Equine Grass Sickness Shares Signs With Human Disease

Grass sickness attacks nerve cells in horses but the causes of the disease are unknown.

Photo: R. Scott Pirie, BVM&S, PhD, CertEP, CertEM(IntMed), Dipl. ECEIM, MRCVS

Horses with a rare nerve condition have similar signs of disease as people with conditions such as Alzheimer’s, a study has found.

The findings shed new light on the causes of the rare and predominately fatal horse condition—called equine grass sickness— and could help to develop new tools for diagnosing the illness. Scientists say that horses affected by the disease could also hold clues to human conditions.

Grass sickness attacks nerve cells in horses but the causes of the disease are unknown. It causes gastric upset and muscle tremor and can kill within days. If diagnosed quickly, animals can sometimes be nursed back to health.

Researchers from the University of Edinburgh’s Roslin Institute and Royal (Dick) School of Veterinary Studies looked at nerve tissue from six horses that died from equine grass sickness in a bid to investigate the causes of the condition.

They found that the horse tissue contained proteins that are commonly seen in the brains of people with Alzheimer’s disease, such as the build-up of amyloid protein.

In total, 506 different proteins were found to be altered in nerve tissue from horses with grass sickness, compared with animals that had died from other causes.

This knowledge could help to develop tests for detecting the condition in horses, which can be tricky to diagnose.

“This is the first study to show similarities between an apparently unrelated neurodegenerative disease of large animals and human neurological conditions,” said Tom Wishart, BSc (Hons. 1st), PhD, a career track fellow at The Roslin Institute. “Although the causes of these conditions are unlikely to be shared, the findings suggest that similar mechanisms could be involved in the later stages of disease.”
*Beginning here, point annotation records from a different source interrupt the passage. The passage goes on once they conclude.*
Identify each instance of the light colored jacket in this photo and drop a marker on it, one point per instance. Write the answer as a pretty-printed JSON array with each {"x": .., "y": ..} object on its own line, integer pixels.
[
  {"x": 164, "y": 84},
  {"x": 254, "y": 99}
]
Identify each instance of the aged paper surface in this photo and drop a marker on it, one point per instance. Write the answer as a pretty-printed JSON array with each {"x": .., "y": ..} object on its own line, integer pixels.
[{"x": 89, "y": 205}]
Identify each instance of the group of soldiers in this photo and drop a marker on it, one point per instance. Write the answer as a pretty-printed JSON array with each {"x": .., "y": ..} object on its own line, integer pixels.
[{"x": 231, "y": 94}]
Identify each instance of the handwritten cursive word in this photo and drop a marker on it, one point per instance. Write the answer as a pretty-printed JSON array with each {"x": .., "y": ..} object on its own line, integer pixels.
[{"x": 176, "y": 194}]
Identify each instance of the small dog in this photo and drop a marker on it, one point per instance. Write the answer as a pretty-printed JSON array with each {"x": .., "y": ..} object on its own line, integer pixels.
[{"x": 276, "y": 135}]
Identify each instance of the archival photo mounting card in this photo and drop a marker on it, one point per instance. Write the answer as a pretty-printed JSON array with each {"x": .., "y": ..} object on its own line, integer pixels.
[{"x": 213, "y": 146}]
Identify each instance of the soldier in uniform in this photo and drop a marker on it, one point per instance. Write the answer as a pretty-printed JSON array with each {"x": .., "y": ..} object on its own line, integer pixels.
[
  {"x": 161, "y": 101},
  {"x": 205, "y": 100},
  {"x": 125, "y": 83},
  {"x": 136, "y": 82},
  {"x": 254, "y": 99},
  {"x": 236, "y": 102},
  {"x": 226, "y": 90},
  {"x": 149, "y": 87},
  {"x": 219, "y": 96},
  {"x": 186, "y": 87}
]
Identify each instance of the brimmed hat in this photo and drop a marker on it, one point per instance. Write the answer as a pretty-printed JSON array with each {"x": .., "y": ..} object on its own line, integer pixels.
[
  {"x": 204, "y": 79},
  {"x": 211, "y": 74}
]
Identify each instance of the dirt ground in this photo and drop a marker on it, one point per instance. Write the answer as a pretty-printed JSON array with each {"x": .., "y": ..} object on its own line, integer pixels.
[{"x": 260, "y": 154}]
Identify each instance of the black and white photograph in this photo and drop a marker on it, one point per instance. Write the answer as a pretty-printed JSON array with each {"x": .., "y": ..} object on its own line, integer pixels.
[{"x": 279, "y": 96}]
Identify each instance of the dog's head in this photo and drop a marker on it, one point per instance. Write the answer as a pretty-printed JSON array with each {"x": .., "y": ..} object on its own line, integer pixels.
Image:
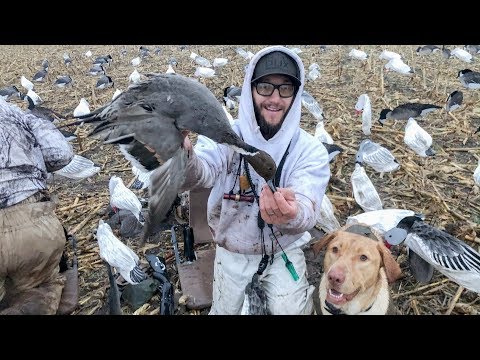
[{"x": 353, "y": 261}]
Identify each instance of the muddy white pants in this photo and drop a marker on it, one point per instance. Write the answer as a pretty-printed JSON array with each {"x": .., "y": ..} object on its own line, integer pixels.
[{"x": 233, "y": 271}]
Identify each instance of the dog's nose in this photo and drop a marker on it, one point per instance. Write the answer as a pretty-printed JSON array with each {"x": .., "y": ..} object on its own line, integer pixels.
[{"x": 336, "y": 276}]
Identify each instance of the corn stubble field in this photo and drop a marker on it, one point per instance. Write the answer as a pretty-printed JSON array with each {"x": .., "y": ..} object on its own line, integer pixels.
[{"x": 441, "y": 188}]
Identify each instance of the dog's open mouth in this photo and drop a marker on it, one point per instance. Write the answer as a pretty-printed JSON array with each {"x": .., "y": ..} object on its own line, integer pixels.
[{"x": 338, "y": 298}]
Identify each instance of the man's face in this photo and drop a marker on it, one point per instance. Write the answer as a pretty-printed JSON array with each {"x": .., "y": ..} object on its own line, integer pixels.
[{"x": 270, "y": 111}]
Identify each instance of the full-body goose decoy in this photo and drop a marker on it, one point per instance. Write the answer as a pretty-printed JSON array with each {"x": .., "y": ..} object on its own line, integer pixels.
[
  {"x": 417, "y": 139},
  {"x": 406, "y": 111},
  {"x": 427, "y": 49},
  {"x": 376, "y": 156},
  {"x": 119, "y": 255},
  {"x": 364, "y": 107},
  {"x": 470, "y": 79},
  {"x": 454, "y": 100},
  {"x": 449, "y": 255},
  {"x": 148, "y": 119},
  {"x": 122, "y": 197}
]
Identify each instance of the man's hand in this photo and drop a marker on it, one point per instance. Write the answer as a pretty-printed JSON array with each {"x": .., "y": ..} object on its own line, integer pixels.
[{"x": 278, "y": 207}]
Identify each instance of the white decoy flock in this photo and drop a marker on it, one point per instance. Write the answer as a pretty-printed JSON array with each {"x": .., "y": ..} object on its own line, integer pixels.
[{"x": 444, "y": 188}]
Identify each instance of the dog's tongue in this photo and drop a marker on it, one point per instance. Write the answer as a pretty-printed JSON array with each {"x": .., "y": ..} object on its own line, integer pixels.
[{"x": 335, "y": 297}]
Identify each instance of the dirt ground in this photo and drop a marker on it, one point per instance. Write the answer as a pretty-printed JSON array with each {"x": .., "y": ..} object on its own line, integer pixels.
[{"x": 441, "y": 188}]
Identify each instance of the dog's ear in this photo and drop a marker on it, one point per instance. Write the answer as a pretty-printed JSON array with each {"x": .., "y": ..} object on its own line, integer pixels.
[
  {"x": 318, "y": 245},
  {"x": 392, "y": 269}
]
Around 2% of horses die from grass sickness each year in the United Kingdom. The disease occurs almost exclusively in grass-fed animals, including ponies and donkeys. A similar condition is thought to affect cats, dogs, hares, rabbits, llamas, and possibly sheep.

The study, “Proteomic Profiling of Cranial (Superior) Cervical Ganglia Reveals Beta-Amyloid & Ubiquitin Proteasome System Perturbations in an Equine Multiple System Neuropathy,” will appear in an upcoming issue of Molecular and Cellular Proteomics.

It was funded by The Equine Grass Sickness Fund. The Roslin Institute receives strategic funding from the Biotechnology and Biological Sciences Research Council.